Definitely. I feel like I’ve met a lot of filmmakers that were very good at sports in high school, if not in college, and some of them professionally… There’s something about working in film that feels very complementary to working in a team environment on a court: looking at all the players around you and seeing what their skill sets are, trying to bring the best out in them, pushing them extremely hard and also them expecting to do that to you and not being afraid of that. People always say that I’m like an athlete when I’m directing. And I honestly think actors are like athletes, they really are putting themselves emotionally and physically through so much.
You competed in the 2012 Olympics. What was scarier – that, or premiering your film to an audience for the first time?
Definitely premiering the film. I mean, I was 18 playing in the Olympics.
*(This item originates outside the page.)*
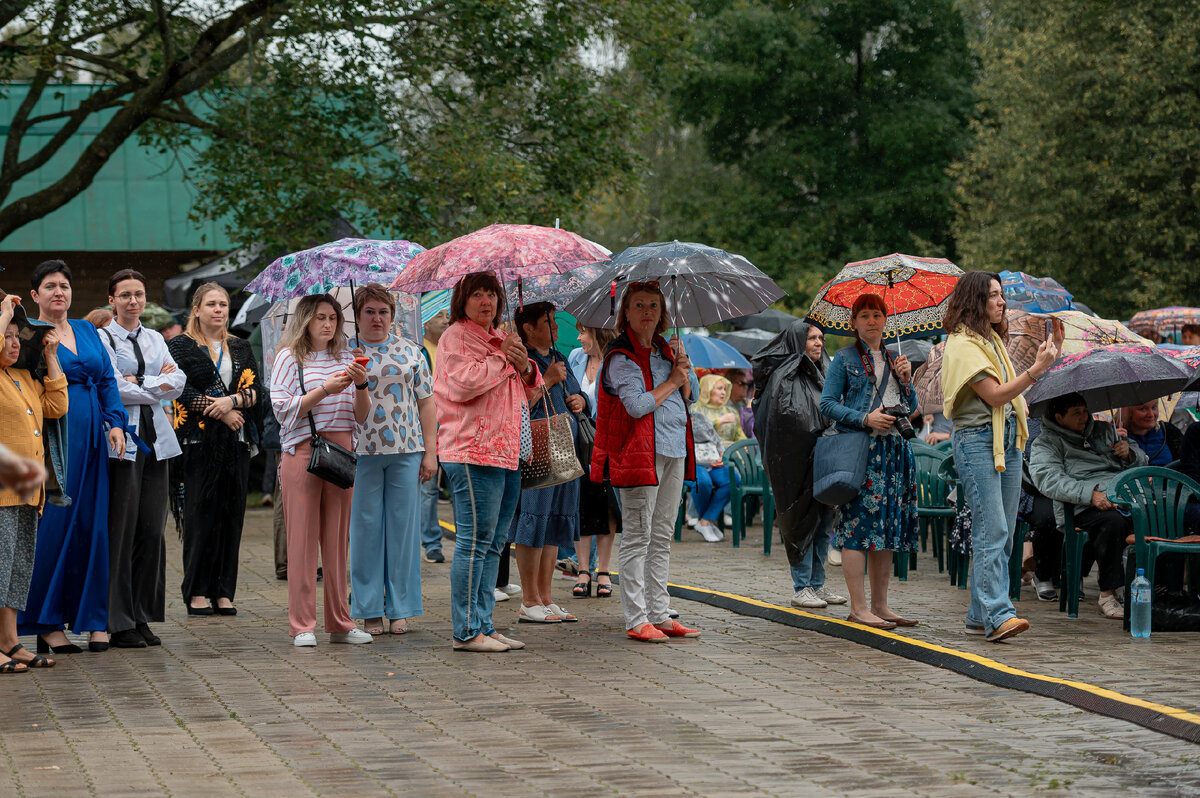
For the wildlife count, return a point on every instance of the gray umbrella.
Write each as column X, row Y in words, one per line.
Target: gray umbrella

So there was a sense of fearlessness. Now, I feel like I’m more insecure, probably than I ever have been. But also… If you are a really good athlete, you might get some haters, but for the most part, people respect how good you are at playing that sport. Whereas art, you’re just out there ready to be criticised. And that’s terrifying.
I look at older directors… they make one film, everyone loves them and the next film, everybody hates them and thinks they’ve lost it. And then it takes another five years to make another film, and maybe they’ll get it again… But for some reason, people keep doing it. I don’t know if it’s competitive, or if they like being on the edge of criticism. I’m not sure what it is. But I kind of feel that too. I’m terrified of being criticised for what I’m making, but if I don’t try, if I don’t put myself out there, I’ll forever be bottled up with that emotion. And I think I’d rather just get it out there.
► Earth Mama is in UK cinemas on 8 December.